Innovadoras, digitales, sostenibles y solidarias. Así son las empresas del siglo XXI que con su visión, sus valores, su equipo, sus procesos y sus objetivos se desmarcan absolutamente de aquellas organizaciones del pasado más reciente basadas en modelos jerárquicos y estáticos, donde se producía de forma industrial y mecánica con el objetivo casi exclusivo de aumentar la facturación.

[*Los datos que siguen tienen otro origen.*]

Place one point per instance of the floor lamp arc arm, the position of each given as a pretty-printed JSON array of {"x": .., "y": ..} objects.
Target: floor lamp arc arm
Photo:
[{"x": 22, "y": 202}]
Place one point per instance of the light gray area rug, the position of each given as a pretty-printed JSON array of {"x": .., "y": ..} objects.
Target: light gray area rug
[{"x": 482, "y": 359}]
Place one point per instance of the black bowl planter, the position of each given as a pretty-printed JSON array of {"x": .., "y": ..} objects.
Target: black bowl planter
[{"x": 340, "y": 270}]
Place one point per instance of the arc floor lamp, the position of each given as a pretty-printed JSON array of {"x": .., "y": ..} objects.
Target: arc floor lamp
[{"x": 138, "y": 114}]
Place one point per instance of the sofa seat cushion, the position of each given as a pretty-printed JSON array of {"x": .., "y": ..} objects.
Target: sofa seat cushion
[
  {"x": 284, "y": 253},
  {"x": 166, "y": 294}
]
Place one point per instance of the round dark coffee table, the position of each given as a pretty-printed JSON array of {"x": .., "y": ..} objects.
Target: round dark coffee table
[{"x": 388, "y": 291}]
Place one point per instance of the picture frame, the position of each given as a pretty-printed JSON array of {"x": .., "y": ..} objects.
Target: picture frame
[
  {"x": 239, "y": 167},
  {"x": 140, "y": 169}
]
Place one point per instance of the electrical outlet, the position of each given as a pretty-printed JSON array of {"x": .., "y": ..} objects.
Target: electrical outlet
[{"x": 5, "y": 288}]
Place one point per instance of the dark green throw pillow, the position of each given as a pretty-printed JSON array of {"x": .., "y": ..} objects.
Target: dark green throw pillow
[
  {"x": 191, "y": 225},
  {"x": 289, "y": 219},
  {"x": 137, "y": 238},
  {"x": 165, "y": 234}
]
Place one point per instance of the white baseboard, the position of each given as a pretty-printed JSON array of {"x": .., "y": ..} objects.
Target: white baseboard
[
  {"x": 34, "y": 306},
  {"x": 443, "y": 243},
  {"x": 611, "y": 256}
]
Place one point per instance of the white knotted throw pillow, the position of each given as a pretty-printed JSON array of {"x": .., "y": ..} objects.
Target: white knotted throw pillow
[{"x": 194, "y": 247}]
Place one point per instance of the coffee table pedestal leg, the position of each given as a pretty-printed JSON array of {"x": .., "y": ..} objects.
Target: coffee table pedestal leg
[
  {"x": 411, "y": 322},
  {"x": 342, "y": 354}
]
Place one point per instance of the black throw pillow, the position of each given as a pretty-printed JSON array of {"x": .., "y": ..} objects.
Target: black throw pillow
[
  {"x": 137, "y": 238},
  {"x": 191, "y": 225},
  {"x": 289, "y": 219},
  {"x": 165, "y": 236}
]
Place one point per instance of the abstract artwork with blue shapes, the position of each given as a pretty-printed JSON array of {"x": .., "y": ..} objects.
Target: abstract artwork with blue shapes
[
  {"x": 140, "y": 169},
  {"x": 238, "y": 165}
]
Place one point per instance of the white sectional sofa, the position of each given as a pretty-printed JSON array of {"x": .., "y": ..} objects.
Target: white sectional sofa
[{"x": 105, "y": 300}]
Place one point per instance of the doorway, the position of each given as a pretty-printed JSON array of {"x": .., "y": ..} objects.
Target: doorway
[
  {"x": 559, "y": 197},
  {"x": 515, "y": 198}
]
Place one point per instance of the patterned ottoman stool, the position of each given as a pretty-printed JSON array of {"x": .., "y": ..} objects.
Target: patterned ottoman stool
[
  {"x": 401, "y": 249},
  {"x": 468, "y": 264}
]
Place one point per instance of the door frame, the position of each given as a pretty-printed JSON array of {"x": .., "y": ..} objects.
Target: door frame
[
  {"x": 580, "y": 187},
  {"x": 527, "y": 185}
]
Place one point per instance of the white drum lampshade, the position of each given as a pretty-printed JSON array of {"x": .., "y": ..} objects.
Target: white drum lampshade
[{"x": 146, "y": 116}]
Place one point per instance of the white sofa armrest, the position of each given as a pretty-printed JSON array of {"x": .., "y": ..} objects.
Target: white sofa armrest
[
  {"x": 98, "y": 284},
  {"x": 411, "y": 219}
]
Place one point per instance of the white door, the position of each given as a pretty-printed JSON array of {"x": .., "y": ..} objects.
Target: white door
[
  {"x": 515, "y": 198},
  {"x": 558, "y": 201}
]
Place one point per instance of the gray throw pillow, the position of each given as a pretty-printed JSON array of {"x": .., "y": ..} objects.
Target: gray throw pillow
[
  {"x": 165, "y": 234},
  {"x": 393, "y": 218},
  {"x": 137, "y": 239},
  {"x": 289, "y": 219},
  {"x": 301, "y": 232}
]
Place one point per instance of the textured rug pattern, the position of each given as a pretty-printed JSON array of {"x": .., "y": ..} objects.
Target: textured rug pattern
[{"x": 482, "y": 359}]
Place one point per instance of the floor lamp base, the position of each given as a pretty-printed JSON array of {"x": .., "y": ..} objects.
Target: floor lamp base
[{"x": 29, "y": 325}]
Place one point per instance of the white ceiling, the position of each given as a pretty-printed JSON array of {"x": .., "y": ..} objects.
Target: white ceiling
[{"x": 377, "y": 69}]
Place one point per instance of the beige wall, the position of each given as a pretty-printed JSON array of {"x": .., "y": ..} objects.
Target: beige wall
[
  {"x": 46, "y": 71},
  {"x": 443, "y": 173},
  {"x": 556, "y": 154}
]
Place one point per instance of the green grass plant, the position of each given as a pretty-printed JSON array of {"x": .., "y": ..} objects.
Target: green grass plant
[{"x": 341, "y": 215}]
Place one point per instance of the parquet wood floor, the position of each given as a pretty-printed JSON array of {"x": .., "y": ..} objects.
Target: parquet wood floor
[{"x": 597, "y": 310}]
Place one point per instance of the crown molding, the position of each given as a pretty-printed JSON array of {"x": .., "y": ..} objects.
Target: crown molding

En la actualidad, las iniciativas emprendedoras están a la altura de la transformación social y apuestan por el trabajo en red y colaborativo, donde la agilidad y la innovación constante son ingredientes necesarios para ganar en competitividad. Inmersas en un cambiante proceso de digitalización, que se ha impuesto definitivamente en la gestión y en el funcionamiento de las compañías, la nueva generación empresarial amplía su punto de mira y marca unas prioridades globales que van más allá de los propios beneficios económicos, aspirando a cumplir con un compromiso social, que repercuta tanto en el entorno como en el medio ambiente.

Estas exigencias afectan a la actual estrategia de la gestión del talento de las compañías, tal y como se apunta en el último informe EPyCE 2019, elaborado por los principales agentes del sector de los Recursos Humanos a nivel nacional. En el estudio se señala que aspectos como la salud y el bienestar, la igualdad de género o la acción por el clima, generarán nuevos puestos de trabajo relacionados con el cumplimiento de los Objetivos del Desarrollo del Milenio.

Del mismo modo, se evidencia que las empresas ya no solo demandan talento y competencias tecnológicas a sus futuros empleados, sino que buscan, además, las aptitudes que les permitan confeccionar equipos autónomos, dinámicos y capaces de generar valor añadido. A este respecto, habilidades tales como la empatía, la creatividad, el compromiso con los demás, la capacidad de comunicación o de trabajo en equipo son fundamentales para considerar un buen curriculum.